"How do you expect this woman--Sister Margaret--might be able to help you?"
"Staff turnover is high at youth shelters," Dylan explained. "The one where my mom worked was no exception. A friend of hers who used to work with her there just gave me Sister Margaret's name and that photograph. She says the sister retired a few years ago, but she'd been volunteering in several New York shelters since around the 1970s, which is just the kind of person we need to talk to."
"Someone who's been around the shelters for a long time and might be able to identify past residents from a basic sketch," Savannah said, gesturing to the hand-drawn faces tacked to the walls.
Jenna nodded. "Those sketches represent women who've been in area shelters?"
"Those sketches," Alex said from beside Jenna, "are Breedmates being held by Dragos as we speak."
"You mean they're still alive?"
"They were a couple of months ago." Renata's voice was grim. "A friend of the Order's, Claire Reichen, used her Breedmate talent for dreamwalking to locate Dragos's headquarters. She saw the captives--
upward of twenty of them--locked in prison cells in his laboratory. Although Dragos relocated his operations before we could save them, Claire has been working with a sketch artist to document the faces she saw."
"In fact, that's where Claire is right now, she and Elise both," Alex said. "Elise has a lot of friends in the Breed civilian community here in Boston. She and Claire have been working on a couple of new sketches, based on what Claire saw that day in Dragos's lair."
"Once we have faces of the captives," Dylan said, "we can start looking for names and possible family members. Anything that can help bring us closer to who these women are."
"What about databases for missing persons?" Jenna asked. "Have you compared the sketches to profiles listed with groups like the National Center for Missing Persons?"
"We did, and we've come up empty everywhere," Dylan said. "A lot of these women and girls in the shelters are runaways and orphans. A lot of them are throwaways. Some of them are walkaways, who deliberately cut all ties with family and friends. The end result is the same: They have no one to look for them or miss them, so there were no reports filed."
Renata grunted softly in acknowledgment and seemed to speak from some experience. "When you have no one and nothing, you can vanish and it's like you never existed in the first place."
From her years in Alaska law enforcement, Jenna knew how true that could be. Folks could disappear without a trace in big cities or small interior communities alike. It happened every day, although she never would have imagined it happened for the reasons that Dylan, Savannah, Renata, and the other women were explaining to her now. "So, what's your plan once you have identified the missing Breedmates?">"Damn," he ground out, his body thrumming all over again from just the remembered image of her beautiful face, tipped up to look at him.

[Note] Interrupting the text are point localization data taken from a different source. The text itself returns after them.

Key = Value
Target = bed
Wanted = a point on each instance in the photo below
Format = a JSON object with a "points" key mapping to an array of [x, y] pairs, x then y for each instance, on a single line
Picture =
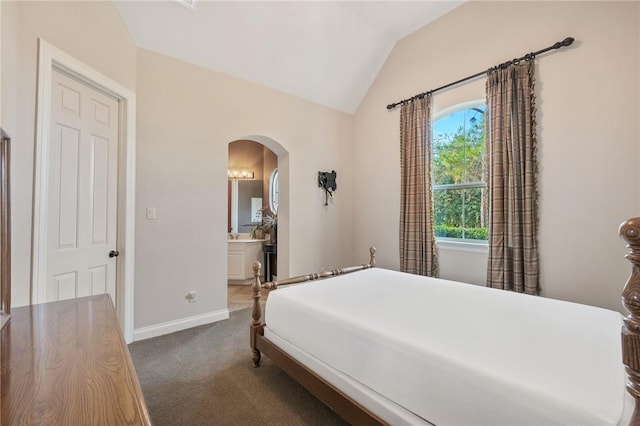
{"points": [[384, 347]]}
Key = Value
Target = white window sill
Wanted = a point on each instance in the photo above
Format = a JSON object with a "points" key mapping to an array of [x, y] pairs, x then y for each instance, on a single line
{"points": [[461, 245]]}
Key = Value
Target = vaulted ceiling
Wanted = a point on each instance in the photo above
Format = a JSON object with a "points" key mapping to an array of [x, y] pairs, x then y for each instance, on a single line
{"points": [[327, 52]]}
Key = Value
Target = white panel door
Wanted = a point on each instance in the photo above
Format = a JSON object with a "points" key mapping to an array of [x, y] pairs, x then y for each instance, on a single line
{"points": [[82, 191]]}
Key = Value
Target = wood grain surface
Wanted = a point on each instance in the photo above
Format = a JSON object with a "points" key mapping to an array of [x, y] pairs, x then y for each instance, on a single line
{"points": [[66, 363]]}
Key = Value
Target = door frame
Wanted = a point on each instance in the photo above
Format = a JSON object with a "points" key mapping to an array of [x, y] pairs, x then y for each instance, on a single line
{"points": [[50, 58]]}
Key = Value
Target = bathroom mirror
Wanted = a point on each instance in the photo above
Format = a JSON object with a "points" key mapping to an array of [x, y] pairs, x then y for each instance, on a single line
{"points": [[245, 205]]}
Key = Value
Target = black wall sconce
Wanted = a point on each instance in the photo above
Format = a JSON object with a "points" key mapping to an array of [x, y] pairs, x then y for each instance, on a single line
{"points": [[327, 181]]}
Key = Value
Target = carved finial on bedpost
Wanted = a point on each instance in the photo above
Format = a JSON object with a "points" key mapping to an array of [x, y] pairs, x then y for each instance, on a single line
{"points": [[256, 314], [630, 232]]}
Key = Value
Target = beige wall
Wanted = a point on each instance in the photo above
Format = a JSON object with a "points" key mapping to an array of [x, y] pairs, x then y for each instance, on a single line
{"points": [[587, 129], [93, 33], [187, 116]]}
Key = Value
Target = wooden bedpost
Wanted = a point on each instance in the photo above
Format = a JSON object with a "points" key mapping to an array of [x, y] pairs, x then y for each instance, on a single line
{"points": [[630, 232], [256, 314]]}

If he hadn't known better, he would have thought she'd been waiting for him to kiss her. Everything male inside him had been clamoring with that certainty at the time, but he knew it would be the last thing Jenna needed.
She was confused and vulnerable, and he supposed he was a better man than the one who might take advantage of that fact simply because his libido craved a taste of her. Of course, that didn't make him feel any better about the raging hard-on that was suddenly coming back to life again, honor be damned.

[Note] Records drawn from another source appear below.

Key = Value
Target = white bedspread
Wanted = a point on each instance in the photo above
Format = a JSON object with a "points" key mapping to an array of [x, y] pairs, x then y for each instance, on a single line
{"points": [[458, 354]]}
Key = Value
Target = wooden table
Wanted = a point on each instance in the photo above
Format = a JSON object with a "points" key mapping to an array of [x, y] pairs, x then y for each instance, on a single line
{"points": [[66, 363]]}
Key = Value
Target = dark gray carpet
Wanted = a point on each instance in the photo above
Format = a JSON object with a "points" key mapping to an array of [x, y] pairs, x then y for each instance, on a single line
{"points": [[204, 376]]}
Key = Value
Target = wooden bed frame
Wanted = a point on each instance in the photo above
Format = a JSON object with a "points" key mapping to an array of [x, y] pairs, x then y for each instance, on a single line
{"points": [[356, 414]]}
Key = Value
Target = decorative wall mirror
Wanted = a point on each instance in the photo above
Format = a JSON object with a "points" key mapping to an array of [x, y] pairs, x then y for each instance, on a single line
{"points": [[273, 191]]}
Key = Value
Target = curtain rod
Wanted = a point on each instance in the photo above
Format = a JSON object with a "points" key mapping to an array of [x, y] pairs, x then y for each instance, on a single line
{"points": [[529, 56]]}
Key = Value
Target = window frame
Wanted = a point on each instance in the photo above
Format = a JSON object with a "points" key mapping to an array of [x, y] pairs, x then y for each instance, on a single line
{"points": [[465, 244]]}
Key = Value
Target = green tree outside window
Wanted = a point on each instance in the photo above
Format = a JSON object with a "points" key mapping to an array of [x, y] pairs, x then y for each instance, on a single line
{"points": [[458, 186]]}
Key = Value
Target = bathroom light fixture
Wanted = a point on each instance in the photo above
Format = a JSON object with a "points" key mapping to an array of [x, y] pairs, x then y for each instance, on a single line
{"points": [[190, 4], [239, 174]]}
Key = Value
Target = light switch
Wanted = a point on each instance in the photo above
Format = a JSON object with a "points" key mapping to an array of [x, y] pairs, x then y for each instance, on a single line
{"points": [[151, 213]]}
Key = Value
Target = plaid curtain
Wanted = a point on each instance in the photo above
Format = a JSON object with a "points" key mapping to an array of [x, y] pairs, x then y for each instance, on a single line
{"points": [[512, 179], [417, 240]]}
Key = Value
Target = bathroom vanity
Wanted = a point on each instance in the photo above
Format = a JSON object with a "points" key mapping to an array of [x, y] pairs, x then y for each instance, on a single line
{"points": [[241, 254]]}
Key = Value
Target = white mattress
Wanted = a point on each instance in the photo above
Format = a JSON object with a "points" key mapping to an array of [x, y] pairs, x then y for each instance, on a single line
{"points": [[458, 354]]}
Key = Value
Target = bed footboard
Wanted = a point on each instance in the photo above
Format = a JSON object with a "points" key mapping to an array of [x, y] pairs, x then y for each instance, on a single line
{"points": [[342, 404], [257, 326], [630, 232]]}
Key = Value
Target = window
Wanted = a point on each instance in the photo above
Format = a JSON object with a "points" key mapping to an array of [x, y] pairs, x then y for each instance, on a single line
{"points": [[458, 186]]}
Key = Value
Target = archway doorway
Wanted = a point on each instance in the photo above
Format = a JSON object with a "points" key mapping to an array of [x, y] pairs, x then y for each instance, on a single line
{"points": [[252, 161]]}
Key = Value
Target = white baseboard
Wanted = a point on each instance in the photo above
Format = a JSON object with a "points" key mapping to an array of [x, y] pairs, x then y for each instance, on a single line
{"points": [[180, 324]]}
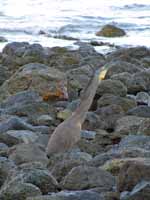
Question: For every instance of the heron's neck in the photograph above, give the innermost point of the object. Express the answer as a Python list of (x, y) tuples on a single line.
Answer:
[(87, 98)]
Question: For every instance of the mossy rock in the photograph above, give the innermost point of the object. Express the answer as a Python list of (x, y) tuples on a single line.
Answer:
[(111, 31)]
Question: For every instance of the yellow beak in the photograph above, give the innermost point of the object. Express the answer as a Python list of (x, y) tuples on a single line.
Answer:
[(102, 74)]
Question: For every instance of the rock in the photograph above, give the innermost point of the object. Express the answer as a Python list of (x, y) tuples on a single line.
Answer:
[(41, 178), (6, 169), (144, 128), (111, 31), (96, 146), (16, 123), (110, 114), (142, 98), (4, 74), (112, 87), (51, 81), (132, 172), (3, 39), (24, 153), (117, 67), (135, 141), (61, 165), (13, 137), (73, 195), (44, 120), (123, 102), (140, 191), (140, 111), (113, 166), (84, 177), (126, 54), (90, 135), (19, 191), (128, 125)]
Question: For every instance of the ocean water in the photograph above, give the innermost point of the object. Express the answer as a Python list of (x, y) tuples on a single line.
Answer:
[(79, 19)]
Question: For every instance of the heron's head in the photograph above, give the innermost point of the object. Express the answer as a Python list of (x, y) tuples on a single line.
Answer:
[(101, 73)]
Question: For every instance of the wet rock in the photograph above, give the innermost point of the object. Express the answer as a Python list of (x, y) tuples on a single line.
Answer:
[(136, 141), (128, 125), (112, 87), (128, 53), (110, 114), (6, 169), (83, 177), (41, 178), (73, 195), (132, 172), (13, 137), (140, 111), (4, 74), (88, 134), (3, 39), (142, 98), (51, 81), (24, 153), (98, 145), (117, 67), (110, 99), (140, 191), (111, 31), (61, 165), (19, 191), (144, 128)]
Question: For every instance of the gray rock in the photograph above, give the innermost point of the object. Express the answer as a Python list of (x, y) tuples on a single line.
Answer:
[(128, 124), (47, 82), (19, 191), (13, 137), (114, 87), (6, 169), (84, 177), (117, 67), (110, 99), (140, 111), (142, 98), (25, 153), (111, 31), (73, 195), (88, 134), (140, 191), (132, 172)]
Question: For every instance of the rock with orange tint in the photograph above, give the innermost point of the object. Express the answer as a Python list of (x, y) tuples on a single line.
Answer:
[(48, 82)]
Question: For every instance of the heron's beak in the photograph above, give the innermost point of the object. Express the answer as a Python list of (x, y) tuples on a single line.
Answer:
[(102, 73)]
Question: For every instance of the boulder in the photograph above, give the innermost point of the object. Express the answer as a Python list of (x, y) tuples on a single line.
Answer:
[(13, 137), (117, 67), (49, 83), (132, 172), (128, 125), (109, 99), (19, 191), (25, 153), (114, 87), (84, 177), (111, 31), (140, 191), (144, 128), (73, 195), (140, 111)]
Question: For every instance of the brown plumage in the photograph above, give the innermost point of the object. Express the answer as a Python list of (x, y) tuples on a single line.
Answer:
[(68, 132)]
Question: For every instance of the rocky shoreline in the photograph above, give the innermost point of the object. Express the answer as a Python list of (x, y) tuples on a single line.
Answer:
[(112, 159)]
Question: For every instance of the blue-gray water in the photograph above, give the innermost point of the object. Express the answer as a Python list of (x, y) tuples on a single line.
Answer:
[(23, 20)]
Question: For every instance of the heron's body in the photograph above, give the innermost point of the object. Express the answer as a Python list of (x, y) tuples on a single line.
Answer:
[(68, 132)]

"Way to go, hero," he berated himself tightly. "Now you're gonna need to soak in a tub of ice water for a week to pay for being noble."

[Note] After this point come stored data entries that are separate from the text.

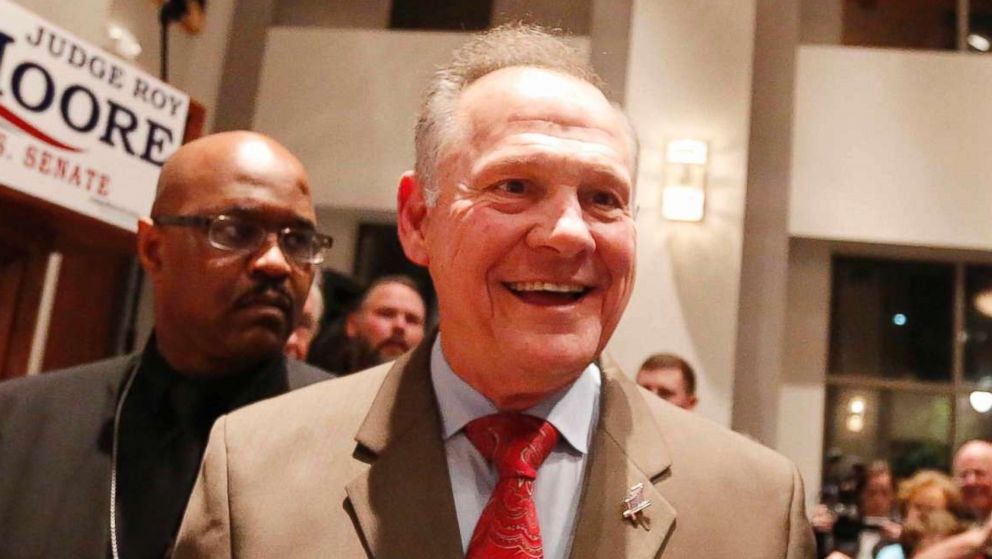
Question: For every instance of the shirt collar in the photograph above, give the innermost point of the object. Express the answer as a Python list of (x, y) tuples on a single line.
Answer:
[(573, 410)]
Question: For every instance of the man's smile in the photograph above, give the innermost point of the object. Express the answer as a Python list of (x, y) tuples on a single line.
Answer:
[(547, 293)]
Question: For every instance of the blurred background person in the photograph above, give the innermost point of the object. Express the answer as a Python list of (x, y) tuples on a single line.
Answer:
[(856, 531), (670, 377), (298, 344), (387, 322), (923, 533), (924, 499), (973, 474)]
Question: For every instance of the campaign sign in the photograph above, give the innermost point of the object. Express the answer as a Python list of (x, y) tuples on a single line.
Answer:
[(78, 127)]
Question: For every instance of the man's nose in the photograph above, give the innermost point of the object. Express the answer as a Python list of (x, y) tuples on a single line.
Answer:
[(270, 260), (564, 229)]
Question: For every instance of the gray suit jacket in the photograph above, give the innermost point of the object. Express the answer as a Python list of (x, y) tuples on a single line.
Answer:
[(356, 468), (55, 442)]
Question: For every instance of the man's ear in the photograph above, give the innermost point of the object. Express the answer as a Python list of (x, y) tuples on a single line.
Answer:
[(149, 246), (351, 324), (411, 220)]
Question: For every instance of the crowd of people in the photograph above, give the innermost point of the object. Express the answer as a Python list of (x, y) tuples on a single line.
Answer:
[(497, 434), (928, 515)]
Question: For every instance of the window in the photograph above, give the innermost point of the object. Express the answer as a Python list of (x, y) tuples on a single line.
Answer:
[(910, 360)]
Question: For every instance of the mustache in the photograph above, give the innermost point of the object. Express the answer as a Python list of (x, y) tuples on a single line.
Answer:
[(268, 293), (395, 339)]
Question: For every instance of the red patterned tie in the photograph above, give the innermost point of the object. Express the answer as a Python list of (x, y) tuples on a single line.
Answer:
[(517, 445)]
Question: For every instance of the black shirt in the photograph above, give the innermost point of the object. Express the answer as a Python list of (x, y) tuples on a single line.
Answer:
[(165, 423)]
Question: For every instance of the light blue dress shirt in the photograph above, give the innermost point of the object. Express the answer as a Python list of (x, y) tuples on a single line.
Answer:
[(573, 410)]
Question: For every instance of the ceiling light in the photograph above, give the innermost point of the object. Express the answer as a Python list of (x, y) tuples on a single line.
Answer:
[(979, 42), (980, 401)]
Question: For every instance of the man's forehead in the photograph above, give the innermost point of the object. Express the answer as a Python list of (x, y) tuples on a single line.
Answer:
[(395, 290), (535, 94), (235, 167), (974, 455)]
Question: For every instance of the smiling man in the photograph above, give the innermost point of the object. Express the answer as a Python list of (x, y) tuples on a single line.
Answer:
[(99, 460), (499, 437)]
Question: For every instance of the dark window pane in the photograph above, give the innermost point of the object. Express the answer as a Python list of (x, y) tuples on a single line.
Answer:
[(891, 319), (909, 429), (454, 15), (978, 324), (379, 253), (913, 24)]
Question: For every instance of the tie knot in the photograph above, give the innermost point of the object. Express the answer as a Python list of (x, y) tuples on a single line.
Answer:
[(517, 444)]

"Are you unwell?" Hunter asked, startling Brock to realize the other male was still standing behind him in the room.
"Yeah," Brock said, giving a sardonic chuckle. "I am unwell, all right.
If you want to know the truth, I've been unwell since the moment I laid eyes on her."
"The human female," Hunter replied with grim understanding. "It is apparent that she is a problem for you."
Brock blew out a humorless sigh. "You think?"
"Yes, I do." There was no judgment in the answer, only level statement of fact. He spoke like a machine: total precision, zero feeling. "I presume everyone in the tech lab reached the same conclusion today, when you allowed Chase to provoke your anger over his comments regarding your attachment to the woman. Your actions showed a weakness in your training, and worse, a lack of self-control. You reacted carelessly."
"Thanks for noticing," Brock replied, suspecting his sarcasm was wasted on the unsociable, unflappable Hunter. "Remind me to bust your balls from here to next week if you ever loosen up enough to let a woman get under your skin."
Hunter didn't react, merely stared at him without a speck of emotion.
"That will not happen."
"Shit," Brock said, shaking his head at the rigid Gen One soldier who'd been raised on neglect and punishing discipline. "You obviously haven't been with the right woman if you can sound so sure of yourself."
Hunter's expression remained stoic. Distant and detached. In fact, the longer Brock looked at him, the more clearly he began to see the truth.
"Holy hell. Have you ever been with a woman, Hunter? My God ... you're a virgin, aren't you?"
The Gen One's golden eyes stayed fixed on Brock's gaze as though he considered it a test of will that he not permit the revelation to affect him.